Es una historia complicada, salpicada de dudas, mentiras e iniciativas para distraer la atención del espectador. Pocas veces un vulgar teléfono móvil habrá dado tanto que hablar, tanto que especular ni tanto que sospechar como el que robaron a Dina Bousselham, asesora personal del político que con tanta ansiedad de poder llevaba tiempo maniobrando para lograr entrar en un Gobierno, algo que entre tanto consiguió. A partir de ahí la narración se pierde en detalles incongruentes y peripecias jurídicas que no logramos aclarar.
No se ha descubierto aún quién fue el carterista que con tan buen ojo de interés y curiosidad le robó el teléfono a Dina; por cierto, con dos números según quien haya participado en la denuncia: uno empezaba por 677 y otro por 660. Equivocaciones curiosas, sí. Luego en lugar de ser su propietaria la que recuperó el aparato fue su jefe, el propio Iglesias, quien para evitarle el disgusto de que algunas imágenes grabadas en la tarjeta podrían revelar secretos íntimos, la retuvo durante meses e intentó sin éxito borrar su contenido.
El asunto pasó a manos de la Fiscalía cuyo representante mantenía muy buena relación con la abogada de Unidas Podemos, el partido que con tanto interés quería preservar el contenido de las tarjetas. ¿Algún secretillo político de esos que levantan escándalo?, se preguntan algunos. Algo debe haber –concluyen los mal pensados– cuando se oculta con tanto celo.
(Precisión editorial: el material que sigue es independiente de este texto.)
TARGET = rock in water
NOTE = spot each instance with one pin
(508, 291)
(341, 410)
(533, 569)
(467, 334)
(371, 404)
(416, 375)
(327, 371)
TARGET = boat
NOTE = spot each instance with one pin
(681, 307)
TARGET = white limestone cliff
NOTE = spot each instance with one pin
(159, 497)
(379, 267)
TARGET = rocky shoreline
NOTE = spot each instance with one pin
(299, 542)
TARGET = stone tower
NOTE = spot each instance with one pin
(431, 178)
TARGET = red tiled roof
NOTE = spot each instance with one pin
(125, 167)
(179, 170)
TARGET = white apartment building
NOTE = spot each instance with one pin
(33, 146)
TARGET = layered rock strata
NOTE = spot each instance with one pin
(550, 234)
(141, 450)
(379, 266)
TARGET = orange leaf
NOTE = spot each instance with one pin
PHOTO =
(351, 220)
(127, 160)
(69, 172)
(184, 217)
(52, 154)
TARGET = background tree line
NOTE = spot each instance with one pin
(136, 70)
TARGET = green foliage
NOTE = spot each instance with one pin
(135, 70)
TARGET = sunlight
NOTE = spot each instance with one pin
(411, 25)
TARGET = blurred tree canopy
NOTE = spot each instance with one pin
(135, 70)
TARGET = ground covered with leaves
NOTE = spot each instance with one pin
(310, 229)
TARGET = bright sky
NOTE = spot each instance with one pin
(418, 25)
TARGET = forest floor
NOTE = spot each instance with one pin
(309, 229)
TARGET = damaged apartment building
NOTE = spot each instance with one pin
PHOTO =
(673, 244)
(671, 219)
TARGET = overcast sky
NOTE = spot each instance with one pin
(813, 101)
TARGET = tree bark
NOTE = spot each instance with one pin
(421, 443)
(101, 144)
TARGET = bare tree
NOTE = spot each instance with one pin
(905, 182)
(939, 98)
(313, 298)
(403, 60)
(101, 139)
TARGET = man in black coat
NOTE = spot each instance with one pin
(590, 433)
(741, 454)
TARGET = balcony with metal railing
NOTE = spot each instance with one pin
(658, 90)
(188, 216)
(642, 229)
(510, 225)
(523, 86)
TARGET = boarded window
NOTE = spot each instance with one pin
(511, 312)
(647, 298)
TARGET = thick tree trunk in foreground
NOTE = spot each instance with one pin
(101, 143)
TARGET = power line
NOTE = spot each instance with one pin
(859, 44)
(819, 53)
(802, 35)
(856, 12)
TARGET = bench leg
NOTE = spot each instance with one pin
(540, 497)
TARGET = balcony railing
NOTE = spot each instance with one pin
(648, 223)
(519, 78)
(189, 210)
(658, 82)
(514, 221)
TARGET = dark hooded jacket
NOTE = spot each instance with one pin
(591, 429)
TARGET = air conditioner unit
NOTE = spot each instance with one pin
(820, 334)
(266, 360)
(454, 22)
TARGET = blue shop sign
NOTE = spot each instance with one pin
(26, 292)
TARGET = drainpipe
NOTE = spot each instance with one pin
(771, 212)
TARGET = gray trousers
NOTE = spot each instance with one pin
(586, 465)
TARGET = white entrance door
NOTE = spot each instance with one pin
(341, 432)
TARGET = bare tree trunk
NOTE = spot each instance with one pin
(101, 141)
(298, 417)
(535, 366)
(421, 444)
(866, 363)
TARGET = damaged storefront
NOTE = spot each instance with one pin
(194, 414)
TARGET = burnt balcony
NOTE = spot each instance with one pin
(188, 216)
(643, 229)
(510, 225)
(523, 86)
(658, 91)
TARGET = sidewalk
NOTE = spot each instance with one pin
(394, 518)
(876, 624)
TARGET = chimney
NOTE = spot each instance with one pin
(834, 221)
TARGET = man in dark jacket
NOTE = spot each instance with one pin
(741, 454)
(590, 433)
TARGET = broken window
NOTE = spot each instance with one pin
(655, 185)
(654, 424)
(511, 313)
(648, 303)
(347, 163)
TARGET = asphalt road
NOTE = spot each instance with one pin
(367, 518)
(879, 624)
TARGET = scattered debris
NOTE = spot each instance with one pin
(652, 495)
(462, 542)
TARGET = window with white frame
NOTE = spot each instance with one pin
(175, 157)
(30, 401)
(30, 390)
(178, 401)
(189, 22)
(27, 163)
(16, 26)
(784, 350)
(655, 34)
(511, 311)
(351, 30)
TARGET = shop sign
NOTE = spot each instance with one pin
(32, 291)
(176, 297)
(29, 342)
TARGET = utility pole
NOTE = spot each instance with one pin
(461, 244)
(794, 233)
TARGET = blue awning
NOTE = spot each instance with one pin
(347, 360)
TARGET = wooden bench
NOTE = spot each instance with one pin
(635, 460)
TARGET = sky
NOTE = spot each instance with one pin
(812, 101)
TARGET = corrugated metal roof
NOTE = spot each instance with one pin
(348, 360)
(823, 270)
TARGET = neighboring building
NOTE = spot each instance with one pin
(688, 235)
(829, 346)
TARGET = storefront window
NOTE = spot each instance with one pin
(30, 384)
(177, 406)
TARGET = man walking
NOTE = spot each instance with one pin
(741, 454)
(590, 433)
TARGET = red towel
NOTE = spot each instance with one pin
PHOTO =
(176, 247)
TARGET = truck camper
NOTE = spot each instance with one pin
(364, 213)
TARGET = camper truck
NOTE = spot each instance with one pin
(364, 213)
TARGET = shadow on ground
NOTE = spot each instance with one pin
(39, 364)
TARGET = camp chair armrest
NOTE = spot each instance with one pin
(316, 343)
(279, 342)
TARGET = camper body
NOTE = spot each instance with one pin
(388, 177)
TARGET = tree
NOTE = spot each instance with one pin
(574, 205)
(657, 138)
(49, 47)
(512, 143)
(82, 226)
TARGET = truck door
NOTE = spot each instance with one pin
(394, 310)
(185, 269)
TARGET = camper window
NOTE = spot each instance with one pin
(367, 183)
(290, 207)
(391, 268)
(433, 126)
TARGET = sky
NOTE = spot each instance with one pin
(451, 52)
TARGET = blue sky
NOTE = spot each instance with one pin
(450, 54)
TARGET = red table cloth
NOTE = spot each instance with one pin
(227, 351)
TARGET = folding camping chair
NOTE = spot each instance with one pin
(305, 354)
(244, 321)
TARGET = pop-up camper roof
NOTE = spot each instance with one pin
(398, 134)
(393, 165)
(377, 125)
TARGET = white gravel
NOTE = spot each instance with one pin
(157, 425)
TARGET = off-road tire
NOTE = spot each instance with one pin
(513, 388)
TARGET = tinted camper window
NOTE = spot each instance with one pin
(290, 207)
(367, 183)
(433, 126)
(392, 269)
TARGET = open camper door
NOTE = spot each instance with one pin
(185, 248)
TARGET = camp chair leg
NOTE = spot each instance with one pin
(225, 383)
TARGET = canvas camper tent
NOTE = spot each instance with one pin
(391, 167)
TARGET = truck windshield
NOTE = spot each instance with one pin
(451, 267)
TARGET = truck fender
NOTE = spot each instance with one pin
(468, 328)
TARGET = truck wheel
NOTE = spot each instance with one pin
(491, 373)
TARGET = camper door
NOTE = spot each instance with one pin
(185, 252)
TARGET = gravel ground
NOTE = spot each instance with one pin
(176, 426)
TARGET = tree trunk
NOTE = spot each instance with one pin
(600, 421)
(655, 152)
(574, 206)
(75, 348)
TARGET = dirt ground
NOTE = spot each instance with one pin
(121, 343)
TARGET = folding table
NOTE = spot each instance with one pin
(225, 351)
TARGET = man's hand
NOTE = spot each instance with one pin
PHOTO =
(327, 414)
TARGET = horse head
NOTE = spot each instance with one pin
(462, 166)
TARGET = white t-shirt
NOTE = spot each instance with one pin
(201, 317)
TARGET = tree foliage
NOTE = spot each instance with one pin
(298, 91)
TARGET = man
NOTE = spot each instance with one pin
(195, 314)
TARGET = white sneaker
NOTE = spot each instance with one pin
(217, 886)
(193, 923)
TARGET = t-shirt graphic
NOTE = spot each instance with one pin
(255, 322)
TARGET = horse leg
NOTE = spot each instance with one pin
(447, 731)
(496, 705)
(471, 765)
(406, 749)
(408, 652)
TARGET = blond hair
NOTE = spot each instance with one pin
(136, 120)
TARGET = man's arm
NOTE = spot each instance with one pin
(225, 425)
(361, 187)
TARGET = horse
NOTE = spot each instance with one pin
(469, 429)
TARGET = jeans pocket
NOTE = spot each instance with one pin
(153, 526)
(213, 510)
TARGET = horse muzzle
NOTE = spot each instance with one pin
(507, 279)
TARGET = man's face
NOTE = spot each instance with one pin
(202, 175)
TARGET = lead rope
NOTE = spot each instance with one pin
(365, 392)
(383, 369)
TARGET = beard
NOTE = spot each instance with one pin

El vicepresidente, persona proclive a enredar sus ideas con la realidad, buscó disculpas y culpas a los medios de comunicación y la llamada policía patriótica, creada por el anterior ministro de Interior para manejar el olor nauseabundo de las cloacas del Estado. Ninguna consiguió disipar las sospechas que, como en todo buen relato, incorpora a un tercer protagonista: el presidiario y a la vez omnipresente en todo chanchullo político o económico que se preste, el comisario para todo Villarejo, que entra para incorporar nuevos detalles al embrollo y mantener –aún en plena pandemia– un elemento aún más oscuro a esta inacabada historia de sexo, política, intriga y contubernios.